Since the sensor will be the first one ever built, [Photonics] would expect to interact closely with the Air Force during the course of the development. [Photonics] will work with the [Air Force testing and evaluation] team to perform tech demo and tests at the end of the project.

Photonics Response to AR at 4.

Similarly, regarding the agency's criticism that Photonics' proposed personnel lacked experience in the areas of finance, marketing and/or commercialization, Photonics states:

[Photonics] has successfully managed the previous Phase I work under the current management frame work. Based on this successful experience, [Photonics] expects to continue the finance/management performance during the course of Phase II.


Finally with regard to the criticism that the proposal failed to substantiate Photonic's estimates regarding market potential, Photonics responds:

[Photonics] is confident that due to the innovativeness of [its proposed product] over the state-of-the-art technology, the product will attract continued government and industrial investment to develop the full-fledged commercial product.

Id. at 5.

Based on our review of the agency's evaluation record, along with Photonics' various responses, we reject Photonic's assertion that the agency's decision not to fund Photonics' proposal was arbitrary or otherwise unreasonable. To the contrary, as discussed above, the agency identified and documented its assessment of various weaknesses in Photonic's proposal, consistent with the solicitation's evaluation criteria. Photonics complaints regarding those assessments constitute mere disagreement with the agency decision and, as such, provide no basis for sustaining its protest.

The protest is denied.

Lynn H. Gibson
Acting General Counsel

[1] The agency states that this SBIR topic is to "[d]evelop a prototype solution to test structural integrity [of aircraft components]," and further explains that the projected prototype will "assist in [the] evaluation of design integrity, fault diagnosis, and structural health of flying vehicle[s]." Agency Report (AR) at 32.

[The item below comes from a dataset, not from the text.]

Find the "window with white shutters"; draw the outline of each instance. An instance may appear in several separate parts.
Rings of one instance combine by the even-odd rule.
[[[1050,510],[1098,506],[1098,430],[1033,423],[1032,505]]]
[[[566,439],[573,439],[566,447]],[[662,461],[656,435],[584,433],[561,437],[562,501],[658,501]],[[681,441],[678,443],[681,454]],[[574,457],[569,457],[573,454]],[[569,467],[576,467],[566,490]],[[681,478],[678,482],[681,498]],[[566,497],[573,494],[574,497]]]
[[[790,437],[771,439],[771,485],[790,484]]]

[2] The record indicates that no other firms submitted phase II proposals for topic No. AF083-264, "Mobile Low-power Multipoint Laser Doppler Vibrometer"; similarly, Photonics did not submit a proposal for any of the other topics listed in the solicitation.

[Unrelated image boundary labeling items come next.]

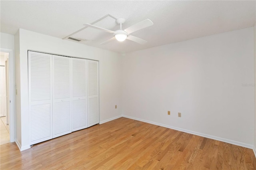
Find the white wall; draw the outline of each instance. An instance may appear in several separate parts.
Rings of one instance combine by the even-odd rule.
[[[20,94],[20,110],[17,114],[21,123],[21,150],[29,147],[28,120],[28,50],[46,52],[99,61],[100,120],[120,116],[121,59],[117,53],[20,29],[20,83],[17,84]],[[20,89],[19,87],[20,87]],[[17,105],[18,104],[17,104]],[[18,112],[18,111],[17,111]]]
[[[252,148],[253,38],[250,28],[126,54],[122,114]]]
[[[21,146],[21,114],[20,113],[20,31],[18,30],[14,36],[15,50],[15,119],[16,136],[15,141],[20,149]]]
[[[14,49],[14,36],[12,35],[1,32],[0,33],[1,48]]]
[[[15,137],[15,108],[14,95],[14,36],[0,33],[1,51],[8,53],[9,82],[10,85],[10,141],[14,142]]]
[[[254,151],[256,157],[256,23],[254,27]]]

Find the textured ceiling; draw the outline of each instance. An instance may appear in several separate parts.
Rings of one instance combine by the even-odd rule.
[[[21,28],[63,38],[108,14],[126,19],[124,29],[151,20],[152,26],[131,34],[144,45],[126,40],[100,45],[112,34],[91,28],[74,35],[121,53],[251,27],[256,20],[255,1],[1,0],[0,6],[1,32],[13,35]],[[115,21],[108,17],[95,25],[115,30]]]

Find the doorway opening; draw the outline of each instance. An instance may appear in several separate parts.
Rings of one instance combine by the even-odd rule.
[[[0,52],[0,144],[10,140],[10,93],[9,89],[9,53]]]
[[[0,144],[2,144],[15,141],[15,87],[13,50],[1,48],[0,54]]]

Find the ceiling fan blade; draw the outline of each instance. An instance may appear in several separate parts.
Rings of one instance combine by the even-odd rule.
[[[150,20],[147,19],[144,21],[138,22],[124,30],[128,34],[135,32],[138,30],[153,25],[154,24]]]
[[[105,32],[109,32],[110,33],[116,33],[115,31],[111,31],[111,30],[107,30],[105,28],[102,28],[100,27],[97,27],[97,26],[95,26],[92,25],[91,25],[89,24],[84,24],[84,26],[87,26],[88,27],[91,27],[92,28],[95,28],[97,30],[101,30],[102,31],[104,31]]]
[[[134,37],[134,36],[129,35],[126,38],[127,39],[133,42],[136,42],[137,43],[140,43],[140,44],[144,44],[148,42],[145,41],[144,40],[142,40],[138,37]]]
[[[100,45],[103,45],[103,44],[106,44],[107,43],[108,43],[109,42],[111,42],[111,41],[113,41],[113,40],[114,40],[116,38],[115,38],[115,37],[113,37],[111,38],[110,38],[110,39],[108,39],[107,41],[106,41],[103,42],[103,43],[100,43]]]

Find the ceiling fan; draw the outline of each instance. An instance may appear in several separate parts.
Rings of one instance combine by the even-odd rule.
[[[115,38],[119,42],[123,42],[126,39],[128,39],[137,43],[139,43],[140,44],[144,44],[147,43],[146,41],[140,38],[138,38],[138,37],[132,36],[130,35],[130,34],[142,29],[152,26],[153,24],[153,22],[152,22],[150,20],[147,19],[146,20],[133,25],[130,27],[128,27],[125,30],[123,30],[122,29],[122,24],[125,22],[125,20],[124,18],[118,18],[116,20],[116,22],[118,24],[120,24],[120,29],[115,31],[97,27],[89,24],[84,24],[84,25],[91,27],[93,28],[101,30],[109,33],[113,34],[113,37],[112,38],[103,42],[100,43],[100,44],[107,43],[114,39]]]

[3] The solicitation required that offerors' commercialization strategies discuss, among other things, "[w]ho are your competitors," and "what is your estimate of the market size." Solicitation No. FY08.3 at para. 3.7.

[4] Photonics also asserts that "[t]he evaluators may be biased," and questions whether the evaluation of proposals under other solicitation topics, for which Photonics did not submit a proposal, were performed properly. Protest at 1. It is well-established that bias will not be attributed to procurement officials on the basis of inference or supposition. See, e.g., Midwest Metals, B-299805, July 17, 2007, 2007 CPD para. 131 at 3 n.2. Here, Photonic's suggestion regarding bias falls far short of this standard. Further, Photonics's speculation regarding the agency's evaluation of proposals under other topics, for which Photonics did not submit a proposal, provides no basis for sustaining its protest. See 4 C.F.R. sect. 21.0(a)(1) (2010).